McDermott International, Inc. today announced the pricing of $500 million in aggregate principal amount of 8.00% second-lien senior secured notes due 2021 (the “Notes”).
Settlement of the offering is expected to occur on April 16, 2014, subject to customary closing conditions. At closing, the Notes will be issued at a price of 100.00% of the principal amount.
The Notes will be offered only to qualified institutional buyers under Rule 144A under the Securities Act of 1933, as amended (the “Securities Act”) and to certain non-U.S. persons in transactions outside the United States under Regulation S under the Securities Act.
The private placement is expected to result in net proceeds to McDermott of approximately $491 million.

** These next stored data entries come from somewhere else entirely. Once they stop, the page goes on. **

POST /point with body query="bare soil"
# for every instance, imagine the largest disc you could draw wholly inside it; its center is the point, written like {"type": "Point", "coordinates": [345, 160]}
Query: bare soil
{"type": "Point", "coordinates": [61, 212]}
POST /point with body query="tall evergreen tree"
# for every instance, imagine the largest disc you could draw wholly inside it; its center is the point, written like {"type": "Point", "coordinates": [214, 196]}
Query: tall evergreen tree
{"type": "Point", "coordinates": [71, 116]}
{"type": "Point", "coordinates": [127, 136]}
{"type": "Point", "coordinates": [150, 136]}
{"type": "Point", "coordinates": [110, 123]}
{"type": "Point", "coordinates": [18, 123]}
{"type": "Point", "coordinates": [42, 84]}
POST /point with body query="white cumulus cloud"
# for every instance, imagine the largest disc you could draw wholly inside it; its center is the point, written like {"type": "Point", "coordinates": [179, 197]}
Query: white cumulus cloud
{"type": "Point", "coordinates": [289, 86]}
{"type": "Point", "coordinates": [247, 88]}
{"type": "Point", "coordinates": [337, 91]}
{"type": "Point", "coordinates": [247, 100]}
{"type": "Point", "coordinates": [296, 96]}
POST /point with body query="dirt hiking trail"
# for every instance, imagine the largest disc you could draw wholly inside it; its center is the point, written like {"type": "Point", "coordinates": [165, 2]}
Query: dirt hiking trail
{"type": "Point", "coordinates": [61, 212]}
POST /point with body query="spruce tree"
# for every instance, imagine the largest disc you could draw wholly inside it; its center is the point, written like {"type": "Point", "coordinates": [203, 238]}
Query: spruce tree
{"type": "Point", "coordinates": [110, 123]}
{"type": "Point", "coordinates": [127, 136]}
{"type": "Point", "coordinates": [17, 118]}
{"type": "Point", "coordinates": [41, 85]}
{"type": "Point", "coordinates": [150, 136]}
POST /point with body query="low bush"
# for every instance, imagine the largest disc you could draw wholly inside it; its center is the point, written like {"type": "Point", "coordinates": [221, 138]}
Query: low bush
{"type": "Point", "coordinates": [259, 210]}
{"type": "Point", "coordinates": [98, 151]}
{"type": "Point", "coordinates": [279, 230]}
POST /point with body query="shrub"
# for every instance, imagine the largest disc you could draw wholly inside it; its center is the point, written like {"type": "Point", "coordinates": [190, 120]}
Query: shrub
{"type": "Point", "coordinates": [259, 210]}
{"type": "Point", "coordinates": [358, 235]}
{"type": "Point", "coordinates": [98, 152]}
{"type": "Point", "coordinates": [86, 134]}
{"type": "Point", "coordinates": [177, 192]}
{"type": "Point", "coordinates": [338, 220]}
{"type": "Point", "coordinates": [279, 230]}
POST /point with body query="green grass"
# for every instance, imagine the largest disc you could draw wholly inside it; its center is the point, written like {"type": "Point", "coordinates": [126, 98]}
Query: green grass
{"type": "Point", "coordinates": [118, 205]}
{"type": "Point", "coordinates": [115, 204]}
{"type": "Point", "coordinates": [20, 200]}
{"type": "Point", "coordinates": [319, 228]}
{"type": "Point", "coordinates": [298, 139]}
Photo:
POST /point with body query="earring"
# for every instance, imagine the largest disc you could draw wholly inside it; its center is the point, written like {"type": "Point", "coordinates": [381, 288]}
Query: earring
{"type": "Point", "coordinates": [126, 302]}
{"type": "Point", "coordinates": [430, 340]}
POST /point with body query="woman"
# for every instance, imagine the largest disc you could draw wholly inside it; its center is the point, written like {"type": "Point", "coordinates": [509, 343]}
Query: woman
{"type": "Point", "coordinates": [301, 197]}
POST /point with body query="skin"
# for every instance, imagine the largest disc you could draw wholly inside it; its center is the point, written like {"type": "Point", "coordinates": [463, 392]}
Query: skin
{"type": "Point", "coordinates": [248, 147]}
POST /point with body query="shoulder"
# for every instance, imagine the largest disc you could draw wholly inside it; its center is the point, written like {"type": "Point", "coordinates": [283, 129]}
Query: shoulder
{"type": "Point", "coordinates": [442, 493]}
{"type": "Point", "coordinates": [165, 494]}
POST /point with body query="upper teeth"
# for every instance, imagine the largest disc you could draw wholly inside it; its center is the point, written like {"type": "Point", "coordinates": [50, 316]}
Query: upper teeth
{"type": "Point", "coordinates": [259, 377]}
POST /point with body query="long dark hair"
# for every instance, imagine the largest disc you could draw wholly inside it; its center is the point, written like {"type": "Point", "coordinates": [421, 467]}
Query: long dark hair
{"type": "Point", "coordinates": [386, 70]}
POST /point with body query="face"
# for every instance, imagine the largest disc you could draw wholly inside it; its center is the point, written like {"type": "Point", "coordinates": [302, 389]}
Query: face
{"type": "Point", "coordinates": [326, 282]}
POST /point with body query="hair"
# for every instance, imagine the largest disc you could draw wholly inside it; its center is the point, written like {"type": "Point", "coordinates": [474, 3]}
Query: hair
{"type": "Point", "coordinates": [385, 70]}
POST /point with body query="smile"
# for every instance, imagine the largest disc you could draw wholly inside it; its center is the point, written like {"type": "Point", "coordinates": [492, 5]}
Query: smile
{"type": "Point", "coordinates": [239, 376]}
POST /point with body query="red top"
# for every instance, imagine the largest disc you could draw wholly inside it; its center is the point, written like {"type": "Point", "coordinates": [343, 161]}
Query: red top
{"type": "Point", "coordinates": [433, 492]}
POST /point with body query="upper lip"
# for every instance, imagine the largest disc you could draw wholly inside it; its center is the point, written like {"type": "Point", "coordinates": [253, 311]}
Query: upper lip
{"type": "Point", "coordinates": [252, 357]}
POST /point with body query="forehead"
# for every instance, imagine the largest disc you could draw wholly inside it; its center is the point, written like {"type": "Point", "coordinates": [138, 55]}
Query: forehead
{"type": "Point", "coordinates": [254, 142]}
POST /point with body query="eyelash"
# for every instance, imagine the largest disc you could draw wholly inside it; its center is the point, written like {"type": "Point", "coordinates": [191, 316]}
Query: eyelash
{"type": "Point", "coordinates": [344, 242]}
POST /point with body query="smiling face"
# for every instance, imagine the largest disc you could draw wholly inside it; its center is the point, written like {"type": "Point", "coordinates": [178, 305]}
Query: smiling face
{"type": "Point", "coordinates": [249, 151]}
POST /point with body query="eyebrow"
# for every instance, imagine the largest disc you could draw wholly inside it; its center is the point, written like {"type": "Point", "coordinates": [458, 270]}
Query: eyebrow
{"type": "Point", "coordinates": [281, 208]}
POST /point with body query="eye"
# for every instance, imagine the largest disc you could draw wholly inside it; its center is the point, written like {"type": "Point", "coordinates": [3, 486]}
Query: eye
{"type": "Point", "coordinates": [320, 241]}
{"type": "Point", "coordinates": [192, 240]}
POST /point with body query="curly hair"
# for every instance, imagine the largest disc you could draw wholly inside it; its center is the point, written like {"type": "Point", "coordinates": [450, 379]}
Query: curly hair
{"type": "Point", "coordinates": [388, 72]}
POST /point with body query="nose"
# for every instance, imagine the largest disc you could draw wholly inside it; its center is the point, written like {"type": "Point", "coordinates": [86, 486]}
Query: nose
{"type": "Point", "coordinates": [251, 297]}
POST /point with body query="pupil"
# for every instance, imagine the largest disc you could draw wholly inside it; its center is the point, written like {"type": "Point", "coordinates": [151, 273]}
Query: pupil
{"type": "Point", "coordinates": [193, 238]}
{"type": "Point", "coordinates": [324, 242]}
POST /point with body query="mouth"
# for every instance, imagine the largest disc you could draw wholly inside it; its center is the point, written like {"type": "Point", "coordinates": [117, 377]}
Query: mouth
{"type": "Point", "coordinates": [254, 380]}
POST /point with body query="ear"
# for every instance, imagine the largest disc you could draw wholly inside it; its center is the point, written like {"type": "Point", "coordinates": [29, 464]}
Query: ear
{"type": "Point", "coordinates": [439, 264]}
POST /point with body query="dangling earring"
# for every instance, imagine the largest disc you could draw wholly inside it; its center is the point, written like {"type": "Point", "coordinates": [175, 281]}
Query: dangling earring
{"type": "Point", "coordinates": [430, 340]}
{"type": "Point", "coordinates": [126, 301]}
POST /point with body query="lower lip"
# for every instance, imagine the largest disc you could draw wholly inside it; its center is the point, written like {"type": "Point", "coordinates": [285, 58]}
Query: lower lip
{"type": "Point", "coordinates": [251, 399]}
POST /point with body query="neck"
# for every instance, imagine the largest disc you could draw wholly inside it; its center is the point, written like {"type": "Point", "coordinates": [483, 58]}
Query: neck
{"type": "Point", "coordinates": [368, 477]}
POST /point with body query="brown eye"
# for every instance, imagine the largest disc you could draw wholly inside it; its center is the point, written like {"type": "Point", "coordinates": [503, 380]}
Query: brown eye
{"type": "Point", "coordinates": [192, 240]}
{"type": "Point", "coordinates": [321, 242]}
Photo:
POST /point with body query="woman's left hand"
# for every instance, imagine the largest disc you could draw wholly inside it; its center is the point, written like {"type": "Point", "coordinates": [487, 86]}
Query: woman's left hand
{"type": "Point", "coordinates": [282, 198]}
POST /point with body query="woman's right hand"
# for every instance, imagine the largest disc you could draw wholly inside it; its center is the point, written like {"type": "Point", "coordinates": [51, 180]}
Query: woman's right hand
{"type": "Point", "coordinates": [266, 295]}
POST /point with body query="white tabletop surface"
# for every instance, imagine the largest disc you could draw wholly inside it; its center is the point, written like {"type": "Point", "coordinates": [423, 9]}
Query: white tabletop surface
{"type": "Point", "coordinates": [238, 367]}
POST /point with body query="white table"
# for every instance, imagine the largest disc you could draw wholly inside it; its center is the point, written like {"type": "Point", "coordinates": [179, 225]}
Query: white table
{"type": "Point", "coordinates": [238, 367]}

McDermott intends to use the net proceeds from the offering of the Notes, together with other financing sources (including proceeds expected to be received in connection with the refinancing of its outstanding credit agreement with a new first-lien credit facility), to refinance revolving credit facility indebtedness outstanding under its existing credit agreement and for other general corporate purposes, including the funding of working capital requirements and capital expenditures.
The Notes have not been and will not be registered under the Securities Act or any state securities laws; and unless so registered, may not be offered or sold in the United States except pursuant to an exemption from, or in a transaction not subject to, the registration requirements of the Securities Act and applicable state securities laws.